I usually go to a vinyasa class on Wednesday mornings. Vinyasa is a yoga practice in which asanas, poses, flow together and often feel and look dance-like. Vinyasa combines movement and breathing, both rhythmic, and can be moderately to extremely energetic as it helps a person to develop flexibility, strength, stamina, and cardiovascular fitness. Sweat, elegance, and meditation, the latter possible even during chaturanga, which is a push-up, draw me to vinyasa classes.
Yesterday was especially vigorous and included an asana called, in English, Goddess Squat.
In the pictures below, my stance is Goddess Squat. If I were strictly in the pose, my arms would be symmetrically raised with upper arms parallel to the floor, forearms and hands facing forward, and palms open with fingers spread.
In Goddess Squat we shifted to the right and to the left, holding the squat while further increasing its intensity with dynamic arm gestures. We were dancing to a primally exciting audio of drumming and activating a lot of heat.
Our instructor, Michelle, in whose spirited honesty and vulnerability I learn to further love those qualities within myself, laughed as she promised, “We’ll be here a while!” I felt taxed, and then came a loosening of the mind, a transcendence of Oh, I’m not strong enough physically to continue, to enjoy this.
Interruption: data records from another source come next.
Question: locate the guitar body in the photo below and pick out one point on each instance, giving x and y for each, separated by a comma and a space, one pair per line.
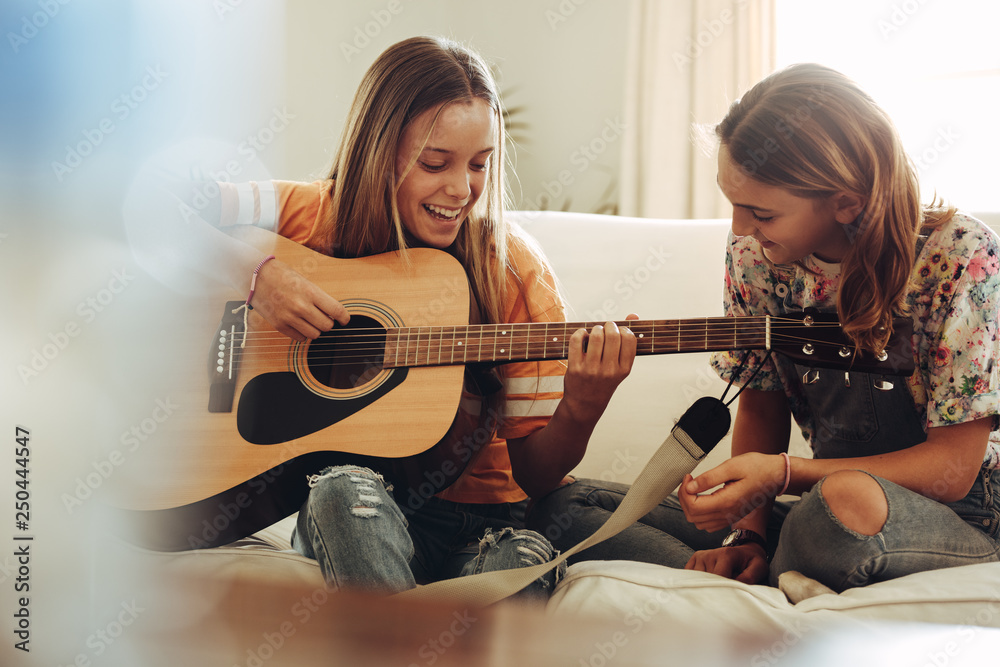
213, 473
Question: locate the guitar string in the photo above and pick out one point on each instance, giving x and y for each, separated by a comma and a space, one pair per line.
354, 355
449, 332
350, 342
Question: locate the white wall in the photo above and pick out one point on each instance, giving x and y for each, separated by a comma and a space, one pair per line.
563, 61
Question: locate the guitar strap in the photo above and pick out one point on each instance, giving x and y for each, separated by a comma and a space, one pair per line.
700, 428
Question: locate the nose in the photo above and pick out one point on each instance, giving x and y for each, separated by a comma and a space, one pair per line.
457, 185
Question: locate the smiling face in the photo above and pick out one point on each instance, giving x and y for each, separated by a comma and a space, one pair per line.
788, 227
448, 171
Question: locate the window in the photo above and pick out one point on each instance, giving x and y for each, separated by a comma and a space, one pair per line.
933, 66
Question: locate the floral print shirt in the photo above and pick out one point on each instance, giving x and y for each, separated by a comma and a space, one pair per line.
954, 301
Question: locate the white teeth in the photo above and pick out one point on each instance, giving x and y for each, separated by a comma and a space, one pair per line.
443, 212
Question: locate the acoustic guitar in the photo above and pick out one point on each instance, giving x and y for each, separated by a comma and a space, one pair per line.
264, 412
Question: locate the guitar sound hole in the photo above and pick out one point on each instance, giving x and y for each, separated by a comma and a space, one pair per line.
350, 356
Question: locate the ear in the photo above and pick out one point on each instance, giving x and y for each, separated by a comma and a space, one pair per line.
847, 206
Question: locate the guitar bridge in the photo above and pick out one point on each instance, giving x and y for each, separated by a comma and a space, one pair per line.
223, 359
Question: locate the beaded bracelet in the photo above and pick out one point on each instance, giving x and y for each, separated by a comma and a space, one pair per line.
253, 279
788, 474
246, 307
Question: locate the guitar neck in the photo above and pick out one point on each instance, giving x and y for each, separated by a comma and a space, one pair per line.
536, 341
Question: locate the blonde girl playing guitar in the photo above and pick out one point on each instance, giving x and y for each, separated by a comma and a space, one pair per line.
420, 164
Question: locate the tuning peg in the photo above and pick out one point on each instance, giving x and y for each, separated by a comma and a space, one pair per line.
810, 377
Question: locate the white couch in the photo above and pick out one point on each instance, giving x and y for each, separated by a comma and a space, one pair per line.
660, 269
665, 269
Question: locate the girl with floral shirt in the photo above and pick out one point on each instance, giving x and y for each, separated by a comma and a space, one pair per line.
904, 474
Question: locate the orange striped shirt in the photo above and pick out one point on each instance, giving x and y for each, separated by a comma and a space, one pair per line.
532, 389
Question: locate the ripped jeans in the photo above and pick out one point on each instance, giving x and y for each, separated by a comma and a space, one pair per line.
361, 538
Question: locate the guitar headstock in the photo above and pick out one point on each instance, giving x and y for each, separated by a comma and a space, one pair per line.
817, 340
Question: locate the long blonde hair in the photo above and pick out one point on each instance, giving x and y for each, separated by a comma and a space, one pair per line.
407, 79
812, 131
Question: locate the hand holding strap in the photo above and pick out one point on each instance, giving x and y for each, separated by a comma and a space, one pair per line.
695, 434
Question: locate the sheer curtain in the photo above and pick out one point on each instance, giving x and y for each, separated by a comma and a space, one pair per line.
688, 60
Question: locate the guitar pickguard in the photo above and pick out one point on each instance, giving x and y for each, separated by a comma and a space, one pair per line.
276, 407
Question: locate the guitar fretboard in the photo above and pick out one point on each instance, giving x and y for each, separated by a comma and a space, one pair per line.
449, 345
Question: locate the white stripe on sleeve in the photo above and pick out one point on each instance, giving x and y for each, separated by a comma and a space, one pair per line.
534, 385
268, 206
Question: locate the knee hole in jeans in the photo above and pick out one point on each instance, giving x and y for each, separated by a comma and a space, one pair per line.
856, 500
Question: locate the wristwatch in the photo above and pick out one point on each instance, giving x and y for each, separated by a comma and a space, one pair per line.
744, 536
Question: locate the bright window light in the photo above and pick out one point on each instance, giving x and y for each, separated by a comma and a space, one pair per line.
934, 66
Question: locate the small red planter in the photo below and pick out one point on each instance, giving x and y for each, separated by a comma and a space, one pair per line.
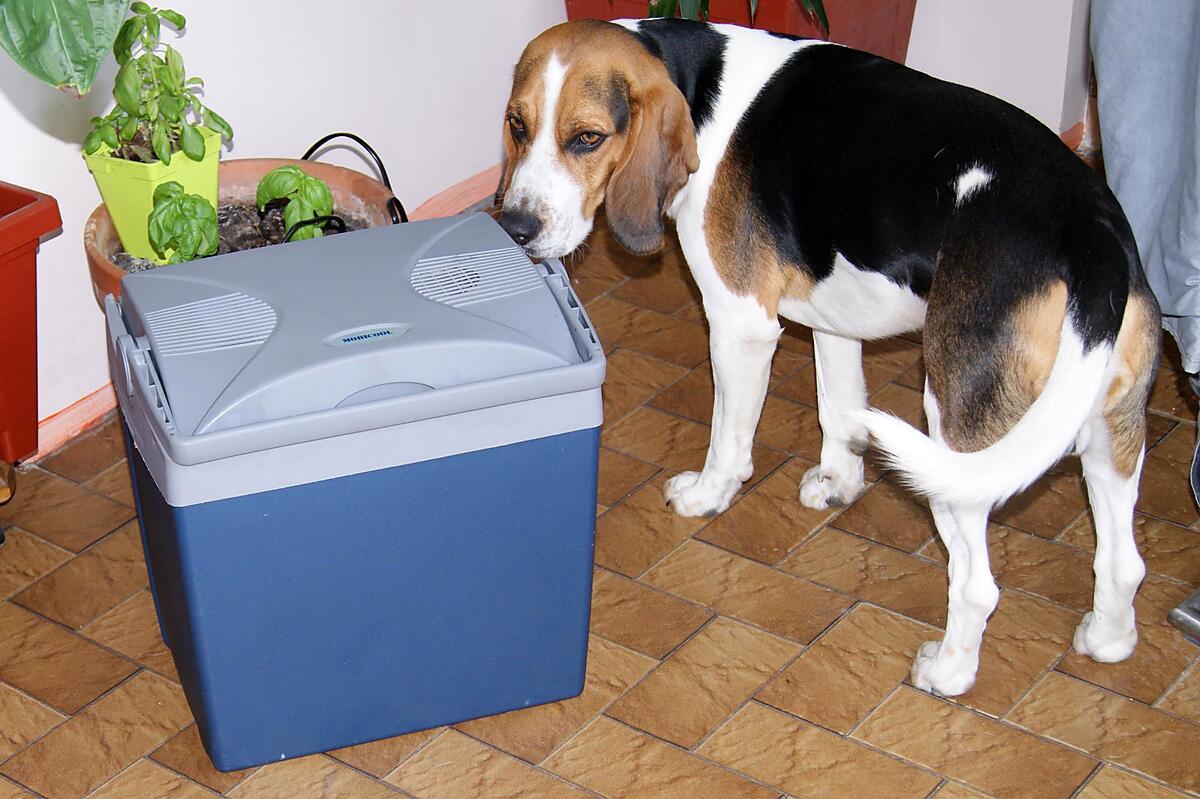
880, 26
25, 217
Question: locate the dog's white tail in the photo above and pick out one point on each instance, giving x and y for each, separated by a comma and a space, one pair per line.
989, 476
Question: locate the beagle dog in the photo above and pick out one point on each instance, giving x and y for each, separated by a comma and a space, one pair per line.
862, 199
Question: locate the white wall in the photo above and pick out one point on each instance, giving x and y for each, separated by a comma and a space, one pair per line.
1032, 53
424, 82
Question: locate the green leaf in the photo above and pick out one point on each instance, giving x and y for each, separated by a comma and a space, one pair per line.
299, 210
175, 18
60, 42
816, 8
153, 28
161, 143
317, 193
129, 127
127, 86
93, 142
191, 142
663, 7
174, 65
279, 184
217, 122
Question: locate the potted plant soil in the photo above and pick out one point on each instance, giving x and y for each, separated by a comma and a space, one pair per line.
25, 218
880, 26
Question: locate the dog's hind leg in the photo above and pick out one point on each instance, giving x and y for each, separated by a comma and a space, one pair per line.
841, 390
948, 667
742, 342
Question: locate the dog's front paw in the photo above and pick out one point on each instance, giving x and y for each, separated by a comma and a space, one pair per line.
695, 493
1104, 646
821, 488
941, 676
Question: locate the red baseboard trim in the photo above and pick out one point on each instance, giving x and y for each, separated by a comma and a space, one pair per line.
57, 430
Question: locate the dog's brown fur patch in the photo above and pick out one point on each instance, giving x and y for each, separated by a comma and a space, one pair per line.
1135, 360
743, 253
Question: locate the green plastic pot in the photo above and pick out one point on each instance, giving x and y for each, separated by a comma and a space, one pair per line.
127, 188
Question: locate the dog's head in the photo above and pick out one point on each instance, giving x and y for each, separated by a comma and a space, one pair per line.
594, 118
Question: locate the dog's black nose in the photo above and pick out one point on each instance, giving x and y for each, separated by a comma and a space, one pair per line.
522, 226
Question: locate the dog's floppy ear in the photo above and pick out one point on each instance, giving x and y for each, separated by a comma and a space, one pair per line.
659, 156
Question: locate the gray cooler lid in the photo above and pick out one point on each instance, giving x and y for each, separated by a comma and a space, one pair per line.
409, 313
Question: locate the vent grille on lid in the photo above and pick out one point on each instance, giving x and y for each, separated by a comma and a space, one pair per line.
207, 325
474, 276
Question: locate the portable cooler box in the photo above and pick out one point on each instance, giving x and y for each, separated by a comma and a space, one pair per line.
365, 469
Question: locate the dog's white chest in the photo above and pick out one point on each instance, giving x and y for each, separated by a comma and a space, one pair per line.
857, 304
I became stronger, and so did my pleasure. Felt great then and feels great now!
A friend emailed me a photo of her a couple days post-cosmetic surgery and laser resurfacing. Her closed eyes, sores, bruises, bandages, and covered-up hair create, for me, an unidentifiable person. In the text her tone is characteristically spirited and full of humor, as she tells me that the photo was taken before she could open her eyes and that she doesn’t look much different 3 days later. She notes happily that her partner, who presumably took the picture and maybe wrote the email, kissed her. Yay, him! Whose spirit and humor complement hers.
My friend in the photo is the only close friend of mine to undergo selective cosmetic surgery, and we talked a lot about her doing it throughout the process, from her wanting the procedures to her questioning her rationale to her first consultation with the surgeon to her pre- and post-operative medications to her feelings in the late afternoon before the morning when she would enter the hospital. My friend and I were born the same year. She is deeply intelligent and thoughtful, independent, and self-accepting, and as she became clear about proceeding with the surgery, I encouraged her to go ahead with it.